If you use a CRUD-enabled destination in the pipeline such as JDBC Producer or Elasticsearch, the destination can use the operation type when writing to destination systems. When necessary, you can use an Expression Evaluator processor or any scripting processor to manipulate the value in the header attribute. For an overview of Data Collector changed data processing and a list of CRUD-enabled destinations, see Processing Changed Data.

The MapR DB CDC origin includes additional CDC information in other record header attributes. The following table describes the record header attributes that the MapR DB CDC origin generates:
Record Header Attribute Description
mapr.op.timestamp The timestamp associated with the change.
mapr.server.timestamp The server timestamp associated with the change.
partition Partition where the data originated.
offset Offset for the data.
sdc.operation.type The CRUD operation type associated with the record. The sdc.operation.type record header attribute can include the following values:
  • 1 for INSERT
  • 2 for DELETE
  • 3 for UPDATE
topic Topic where the data originated.

Additional Properties

You can add custom configuration properties to the MapR DB CDC origin. You can use any MapR or Kafka property supported by MapR Streams. For more information, see the MapR Streams documentation.

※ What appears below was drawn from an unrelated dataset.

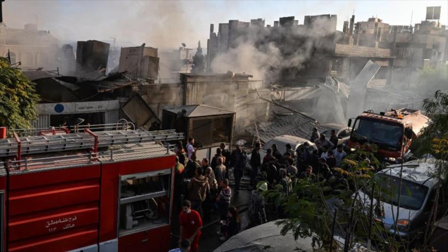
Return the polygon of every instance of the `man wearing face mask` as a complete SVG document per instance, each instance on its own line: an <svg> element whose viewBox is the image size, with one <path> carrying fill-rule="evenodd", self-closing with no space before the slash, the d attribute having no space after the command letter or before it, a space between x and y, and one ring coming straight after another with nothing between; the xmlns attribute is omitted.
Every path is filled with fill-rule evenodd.
<svg viewBox="0 0 448 252"><path fill-rule="evenodd" d="M191 210L191 203L185 201L182 204L182 211L179 216L180 223L180 234L179 245L182 240L188 240L191 243L190 251L197 252L199 247L199 238L202 229L202 219L198 212Z"/></svg>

When you add a configuration property, enter the exact property name and the value. The MapR DB CDC origin does not validate the property names or values.

Note: The MapR DB CDC origin uses the following MapR Streams configuration properties. The origin ignores user-defined values for these properties:
  • auto.commit.interval.ms
  • enable.auto.commit
  • group.id
  • max.poll.record

Configuring a MapR DB CDC Origin

Configure a MapR DB CDC origin to process MapR DB changed data that has been written to MapR Streams.

  1. In the Properties panel, on the General tab, configure the following properties:
    General Property Description
    Name Stage name.
    Description Optional description.
    On Record Error Error record handling for the stage:
    • Discard - Discards the record.
    • Send to Error - Sends the record to the pipeline for error handling.
    • Stop Pipeline - Stops the pipeline.
  2. On the MapR DB CDC tab, configure the following properties:
    MapR DB CDC Property Description
    Consumer Group Consumer group that the Data Collector belongs to.
    Topic List The topics to read.

    On the left side, enter the stream name and topic, as follows:

    /<stream_name>:<topic>

    For example, /data/sales:changelog.

    On the right side, enter the name of the table as follows:
    /<table>

    For example: /west.

    Click Add to add additional topics.

    Number of Threads Number of threads the origin generates and uses for multithreaded processing.
    Max Batch Size (records) Maximum number of records processed at one time. Honors values up to the Data Collector maximum batch size.

    Default is 1000. The Data Collector default is 1000.

    Max Batch Wait Time (ms) Number of milliseconds to wait before sending a partial or empty batch.
    MapR Streams Configuration Additional configuration properties to use. Using simple or bulk edit mode, click the Add icon to add properties.

    Use the property names and values as expected by MapR Streams.

    You can use MapR Streams properties and the set of Kafka properties supported by MapR Streams.